Talk Stresses 'T' in LGBT Movement

In concert with the second annual Gay Rights as Human Rights Conference’s theme of “building coalitions, changing culture,” featured speaker Shannon P. Minter discussed “Do Transsexuals Dream of Gay Rights? The Struggle for an Inclusive Queer Movement.”

Minter’s Friday speech was the fifth annual Papadopoulos lecture, coordinated by QSA in memory of Nicholas Papadopoulos ’77, who died of complications due to AIDS in 1994.

Minter, the legal director of the National Center for Lesbian Rights, said some people object to the term ‘LGBT community’ because disparate individuals in a range of groups should not be considered a community.

“We need to talk about the LGBT community as an aspiration, something we choose to create and build,” he said. “And building a community requires constant attention and work.”

He added that until very recently, LGB groups were reluctant to include the ‘T’ in their advocacy, suggesting that because gay people have had to fight so hard for their own humanity, it is difficult for them to embrace a group that tends to be even more vulnerable and marginalized than they are. In order to be included, he said, transgender people had to adopt an alternate way to address the issues.


“Transgender activists started arguing that gay and lesbian people are not discriminated against just because of their sexual conduct, but because they are seen as violating the rules of gender,” he said, adding that this notion of common resistance to gender stereotypes and the gender binary played a major role in uniting the movement. However, he cautioned against using this as the dominant framework.
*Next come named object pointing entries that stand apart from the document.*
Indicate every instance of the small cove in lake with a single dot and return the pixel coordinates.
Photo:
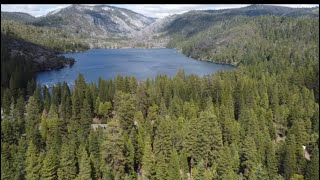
(138, 62)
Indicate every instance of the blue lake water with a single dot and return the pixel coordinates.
(141, 63)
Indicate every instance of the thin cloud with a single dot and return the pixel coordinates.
(151, 10)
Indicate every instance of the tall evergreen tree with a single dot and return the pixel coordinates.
(84, 166)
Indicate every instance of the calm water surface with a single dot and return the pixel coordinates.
(141, 63)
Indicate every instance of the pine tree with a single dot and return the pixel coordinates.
(249, 156)
(50, 165)
(112, 149)
(290, 157)
(32, 162)
(174, 166)
(84, 166)
(125, 109)
(312, 170)
(225, 164)
(199, 173)
(271, 161)
(19, 160)
(148, 160)
(85, 121)
(32, 121)
(163, 140)
(67, 167)
(129, 158)
(161, 167)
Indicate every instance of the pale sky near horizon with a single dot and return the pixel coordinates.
(151, 10)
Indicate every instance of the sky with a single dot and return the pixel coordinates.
(151, 10)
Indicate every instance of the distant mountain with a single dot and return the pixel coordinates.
(42, 58)
(106, 26)
(95, 21)
(18, 16)
(193, 22)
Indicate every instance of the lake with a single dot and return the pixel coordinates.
(141, 63)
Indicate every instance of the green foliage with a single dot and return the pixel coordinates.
(249, 123)
(84, 166)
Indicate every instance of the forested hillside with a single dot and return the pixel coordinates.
(259, 121)
(54, 39)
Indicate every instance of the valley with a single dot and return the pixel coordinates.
(101, 92)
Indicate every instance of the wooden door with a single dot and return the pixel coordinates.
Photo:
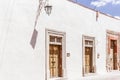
(88, 60)
(55, 60)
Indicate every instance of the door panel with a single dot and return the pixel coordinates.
(88, 60)
(55, 60)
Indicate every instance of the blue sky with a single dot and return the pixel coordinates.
(111, 7)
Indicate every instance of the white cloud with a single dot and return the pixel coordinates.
(100, 3)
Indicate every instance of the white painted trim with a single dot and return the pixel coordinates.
(60, 34)
(84, 37)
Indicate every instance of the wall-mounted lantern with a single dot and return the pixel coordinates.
(48, 9)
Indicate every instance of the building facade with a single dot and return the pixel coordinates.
(72, 42)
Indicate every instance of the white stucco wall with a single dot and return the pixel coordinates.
(19, 61)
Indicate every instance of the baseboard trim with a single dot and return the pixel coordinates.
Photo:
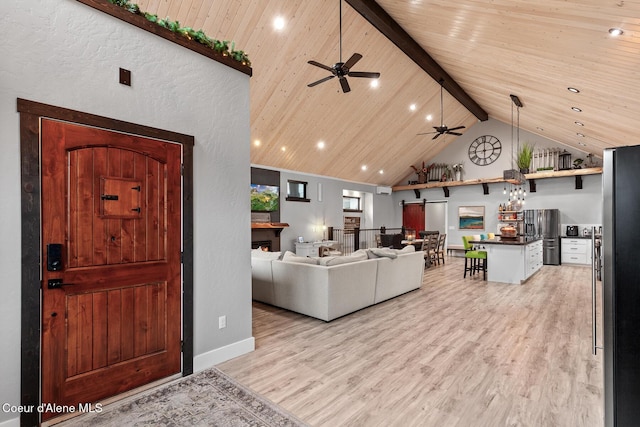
(222, 354)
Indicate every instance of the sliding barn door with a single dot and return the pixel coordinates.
(413, 216)
(111, 206)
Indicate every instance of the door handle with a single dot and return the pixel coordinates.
(594, 323)
(56, 284)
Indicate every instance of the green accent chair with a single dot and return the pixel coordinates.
(477, 259)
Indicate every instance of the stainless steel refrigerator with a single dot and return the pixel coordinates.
(621, 286)
(545, 224)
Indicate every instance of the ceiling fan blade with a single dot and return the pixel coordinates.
(352, 61)
(320, 81)
(365, 74)
(317, 64)
(345, 85)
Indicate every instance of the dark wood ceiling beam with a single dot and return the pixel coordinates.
(381, 20)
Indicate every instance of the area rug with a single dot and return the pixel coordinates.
(208, 398)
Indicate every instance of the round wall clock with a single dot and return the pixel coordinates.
(484, 150)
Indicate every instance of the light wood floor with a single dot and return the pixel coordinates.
(457, 352)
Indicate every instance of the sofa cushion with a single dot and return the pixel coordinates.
(291, 257)
(382, 252)
(359, 255)
(259, 253)
(406, 249)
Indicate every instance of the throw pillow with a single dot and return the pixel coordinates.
(359, 255)
(291, 257)
(408, 248)
(382, 252)
(259, 253)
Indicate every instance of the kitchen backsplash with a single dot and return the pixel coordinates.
(581, 228)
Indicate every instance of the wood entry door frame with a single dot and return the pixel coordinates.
(31, 114)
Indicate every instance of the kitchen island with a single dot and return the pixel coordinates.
(511, 260)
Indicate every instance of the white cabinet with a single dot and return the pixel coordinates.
(576, 251)
(513, 263)
(533, 258)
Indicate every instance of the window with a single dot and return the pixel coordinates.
(351, 204)
(297, 191)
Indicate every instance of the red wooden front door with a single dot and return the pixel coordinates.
(413, 216)
(111, 309)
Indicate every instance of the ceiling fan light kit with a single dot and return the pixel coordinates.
(442, 129)
(343, 69)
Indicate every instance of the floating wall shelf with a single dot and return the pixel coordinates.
(484, 182)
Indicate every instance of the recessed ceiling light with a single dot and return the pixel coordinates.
(616, 31)
(278, 23)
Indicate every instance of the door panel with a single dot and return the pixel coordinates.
(413, 216)
(113, 201)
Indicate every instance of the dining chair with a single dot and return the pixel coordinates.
(427, 243)
(477, 259)
(440, 251)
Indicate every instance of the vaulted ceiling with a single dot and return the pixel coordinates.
(490, 48)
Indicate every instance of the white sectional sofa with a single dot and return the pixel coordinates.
(340, 285)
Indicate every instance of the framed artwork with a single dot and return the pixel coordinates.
(471, 217)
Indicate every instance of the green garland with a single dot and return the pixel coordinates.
(220, 46)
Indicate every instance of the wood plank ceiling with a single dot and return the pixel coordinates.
(491, 48)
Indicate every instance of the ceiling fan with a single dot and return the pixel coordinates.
(442, 129)
(343, 69)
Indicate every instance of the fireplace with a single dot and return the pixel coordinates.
(261, 244)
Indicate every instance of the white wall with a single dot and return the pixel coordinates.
(63, 53)
(579, 207)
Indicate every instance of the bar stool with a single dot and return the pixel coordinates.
(478, 259)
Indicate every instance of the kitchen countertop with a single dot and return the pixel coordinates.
(518, 241)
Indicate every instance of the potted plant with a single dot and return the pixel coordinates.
(523, 159)
(457, 169)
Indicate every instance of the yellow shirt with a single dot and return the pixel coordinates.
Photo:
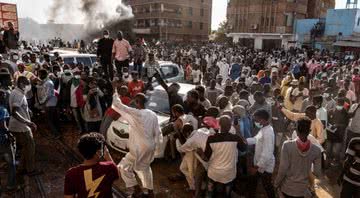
(317, 128)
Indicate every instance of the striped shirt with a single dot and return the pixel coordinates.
(352, 163)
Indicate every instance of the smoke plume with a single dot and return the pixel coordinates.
(96, 15)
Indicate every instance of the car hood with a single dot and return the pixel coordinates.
(162, 118)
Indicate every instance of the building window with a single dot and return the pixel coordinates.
(288, 19)
(178, 11)
(189, 24)
(190, 11)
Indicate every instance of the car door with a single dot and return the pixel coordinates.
(171, 73)
(84, 60)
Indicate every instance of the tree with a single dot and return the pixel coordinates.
(220, 33)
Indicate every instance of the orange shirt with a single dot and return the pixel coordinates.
(121, 49)
(135, 87)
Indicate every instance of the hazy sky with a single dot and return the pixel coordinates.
(39, 9)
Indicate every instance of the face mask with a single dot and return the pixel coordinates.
(27, 88)
(258, 125)
(339, 107)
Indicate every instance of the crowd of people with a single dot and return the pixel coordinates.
(252, 113)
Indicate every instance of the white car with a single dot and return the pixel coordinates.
(86, 59)
(117, 134)
(171, 72)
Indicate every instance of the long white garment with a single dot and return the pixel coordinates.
(223, 70)
(264, 149)
(188, 166)
(144, 133)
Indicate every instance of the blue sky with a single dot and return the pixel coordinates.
(39, 9)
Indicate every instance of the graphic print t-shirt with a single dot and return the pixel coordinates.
(91, 181)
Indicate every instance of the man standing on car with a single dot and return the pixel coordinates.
(104, 53)
(121, 53)
(11, 37)
(144, 133)
(21, 126)
(152, 67)
(139, 55)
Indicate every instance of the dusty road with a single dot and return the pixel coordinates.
(54, 162)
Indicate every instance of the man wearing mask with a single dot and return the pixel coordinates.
(317, 128)
(98, 166)
(47, 99)
(260, 103)
(21, 126)
(172, 91)
(297, 157)
(264, 159)
(350, 179)
(135, 86)
(139, 55)
(222, 152)
(152, 67)
(144, 136)
(11, 37)
(121, 53)
(104, 52)
(76, 88)
(192, 104)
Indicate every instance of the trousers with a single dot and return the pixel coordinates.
(52, 119)
(126, 167)
(25, 142)
(78, 118)
(188, 168)
(7, 153)
(108, 68)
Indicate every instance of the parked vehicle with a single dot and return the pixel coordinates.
(117, 134)
(87, 59)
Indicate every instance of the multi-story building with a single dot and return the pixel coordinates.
(270, 23)
(183, 20)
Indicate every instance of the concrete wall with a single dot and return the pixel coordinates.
(357, 22)
(340, 20)
(303, 28)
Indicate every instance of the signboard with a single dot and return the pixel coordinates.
(8, 13)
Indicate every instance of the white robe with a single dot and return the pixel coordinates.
(144, 132)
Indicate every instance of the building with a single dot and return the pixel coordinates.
(341, 27)
(270, 23)
(175, 20)
(31, 30)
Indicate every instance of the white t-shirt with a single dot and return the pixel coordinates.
(351, 96)
(196, 75)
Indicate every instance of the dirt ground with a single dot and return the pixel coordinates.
(54, 164)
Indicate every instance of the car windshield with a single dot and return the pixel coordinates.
(84, 60)
(93, 59)
(158, 101)
(69, 60)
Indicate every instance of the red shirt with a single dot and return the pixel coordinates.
(135, 87)
(112, 113)
(91, 181)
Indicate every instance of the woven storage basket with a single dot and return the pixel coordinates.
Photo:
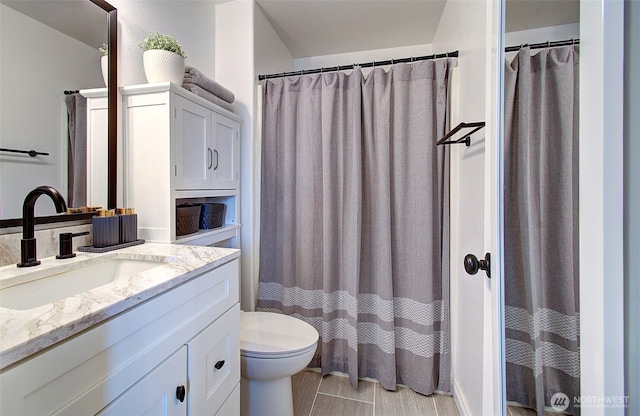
(187, 217)
(212, 216)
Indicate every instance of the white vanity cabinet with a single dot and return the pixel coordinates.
(136, 362)
(179, 148)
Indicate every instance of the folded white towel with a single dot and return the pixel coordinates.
(193, 76)
(208, 96)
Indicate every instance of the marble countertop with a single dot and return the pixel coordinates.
(24, 332)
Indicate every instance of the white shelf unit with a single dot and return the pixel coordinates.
(179, 148)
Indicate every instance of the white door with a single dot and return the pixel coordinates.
(194, 156)
(226, 153)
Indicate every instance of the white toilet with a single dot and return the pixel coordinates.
(273, 347)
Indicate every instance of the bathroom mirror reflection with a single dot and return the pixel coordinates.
(540, 206)
(49, 48)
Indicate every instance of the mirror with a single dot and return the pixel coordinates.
(540, 206)
(49, 47)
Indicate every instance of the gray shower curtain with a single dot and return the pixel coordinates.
(354, 219)
(77, 150)
(541, 229)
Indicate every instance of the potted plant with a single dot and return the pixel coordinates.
(163, 59)
(104, 63)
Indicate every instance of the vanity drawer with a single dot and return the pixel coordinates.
(156, 393)
(214, 364)
(83, 374)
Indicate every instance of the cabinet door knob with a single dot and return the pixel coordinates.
(181, 392)
(472, 264)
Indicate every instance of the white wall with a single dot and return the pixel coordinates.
(601, 203)
(632, 205)
(271, 56)
(38, 64)
(235, 69)
(463, 28)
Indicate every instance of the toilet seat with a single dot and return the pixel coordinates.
(273, 335)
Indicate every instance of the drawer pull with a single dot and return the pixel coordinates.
(181, 392)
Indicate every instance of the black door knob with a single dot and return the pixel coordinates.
(472, 264)
(181, 392)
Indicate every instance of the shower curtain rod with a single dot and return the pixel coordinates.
(543, 45)
(453, 54)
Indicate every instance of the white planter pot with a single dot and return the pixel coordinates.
(104, 64)
(162, 66)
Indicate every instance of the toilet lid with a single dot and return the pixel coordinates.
(266, 333)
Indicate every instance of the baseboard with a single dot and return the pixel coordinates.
(461, 402)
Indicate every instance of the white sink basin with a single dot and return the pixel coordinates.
(56, 284)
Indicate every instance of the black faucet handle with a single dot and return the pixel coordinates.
(66, 247)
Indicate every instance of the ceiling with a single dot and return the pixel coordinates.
(80, 19)
(324, 27)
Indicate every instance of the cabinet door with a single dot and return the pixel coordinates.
(193, 151)
(226, 160)
(156, 393)
(214, 364)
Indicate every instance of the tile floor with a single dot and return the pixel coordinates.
(314, 395)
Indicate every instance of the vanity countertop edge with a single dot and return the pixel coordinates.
(27, 332)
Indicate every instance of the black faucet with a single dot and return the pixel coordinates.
(28, 242)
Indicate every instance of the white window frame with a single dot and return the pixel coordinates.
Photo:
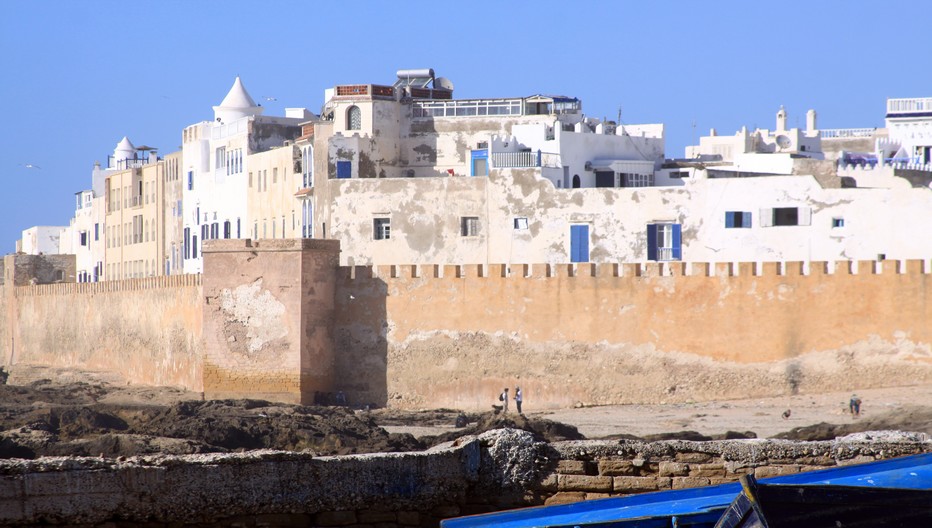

“It’s served a purpose, but we’re in danger of losing sights of transgender in the midst of the discussion of gender nonconformity,” he said, noting that he spoke more out of concern than cynicism. “If I don’t say transgender issues are at the very center of gay identity, why should they care?”

Chair of the Transgender Task Force Eva B. Rosenberg ’10 said the talk inspired her to think more closely about TTF’s organizing premise.

“Do we consider gender nonconformity the principle that unites our community?” she asked rhetorically. “It’s important to organize in a way that represents and meets the needs of people under the trans umbrella and think about community in the most inclusive way possible without losing our sense of focus.”

The focus of TTF, she said, was less to be a part of the mainstream queer community and more dedicated to advocacy and education.

The rights conference, organized by Harvard Kennedy School lecturer Timothy P. McCarthy ’93, marked the finale of the University-wide week celebrating Gaypril, a month dedicated to LGBT pride and awareness.